Creating Entities

Defining an entity

In Active Objects an entity is defined by an interface that extends the net.java.ao.RawEntity<T> interface. Here T defines the type of the primary key used for the entity.

In most cases, and this is advised to do so, your interfaces will extends net.java.ao.Entity instead of extending directly net.java.ao.RawEntity<T>. This interface defines for you the primary key as an Integer.

Entity is defined as follow:

public interface Entity extends RawEntity<Integer>
{
	@AutoIncrement
	@NotNull
	@PrimaryKey("ID")
	public int getID();
}

Annotations here are self explanatory, but for good measure:

  • @NotNull means that this member cannot be persisted as null,
  • @PrimaryKey defines this member as the primary key of the entity, with the (column) name ID,
  • @AutoIncrement tells that the primary key is an auto generated integer.

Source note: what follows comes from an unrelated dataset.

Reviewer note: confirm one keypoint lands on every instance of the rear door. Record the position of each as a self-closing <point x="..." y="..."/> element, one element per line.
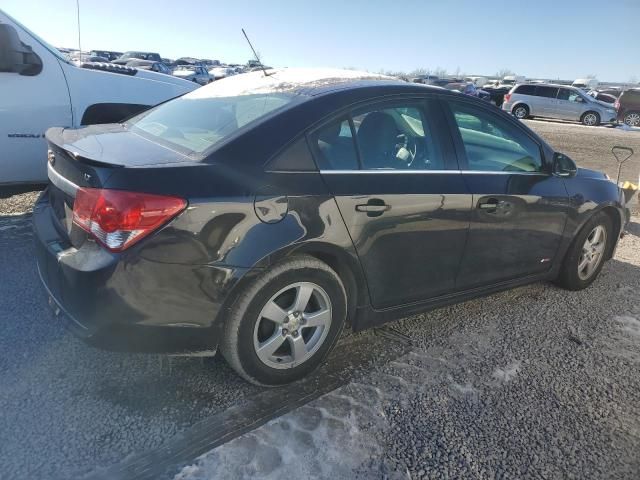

Here is a simple example of an entity that extends this class. This code is an extract from the dogfood blog:

public interface Blog extends Entity
{
    public String getName();
    public void setName(String name);
}

Active Objects will take care of naming the table and column names according to the name of the interface and methods.

Creating an entity

Once an entity is defined, creating and persisting an object represented by that entity is very simple, given an EntityManager:

private Blog createBlog() throws SQLException
{
    final Blog blog = entityManager.create(Blog.class); 
    blog.setName("Active Objects Dog Food Blog");
    blog.save();
    return blog;
}

This code can be found in the BlogService implementation of the DogFood blog

Creating an entity with "not null"-constraints

The previous way of creating an entity works only as long as there are no "not null"-constraints on fields other than the primary key. Consider the case of someone adding a field to the sample entity:

public interface Blog extends Entity
{
    public String getName();
    public void setName(String name);

    @NotNull
    public String getAuthor();
    public void setAuthor(String author);
}

Now, calling entityManager.create(Blog.class); will not work, since the author field needs to be provided. The create call accepts parameters as well, so the code would look like this:

private Blog createBlog() throws SQLException
{     
    return entityManager.create(
        Blog.class, 
        new DBParam("NAME", "Active Objects Dog Food Blog"),
        new DBParam("AUTHOR", "Dog Blogger")
    );
}

The column names are used here, so they must conform to the Column names convention.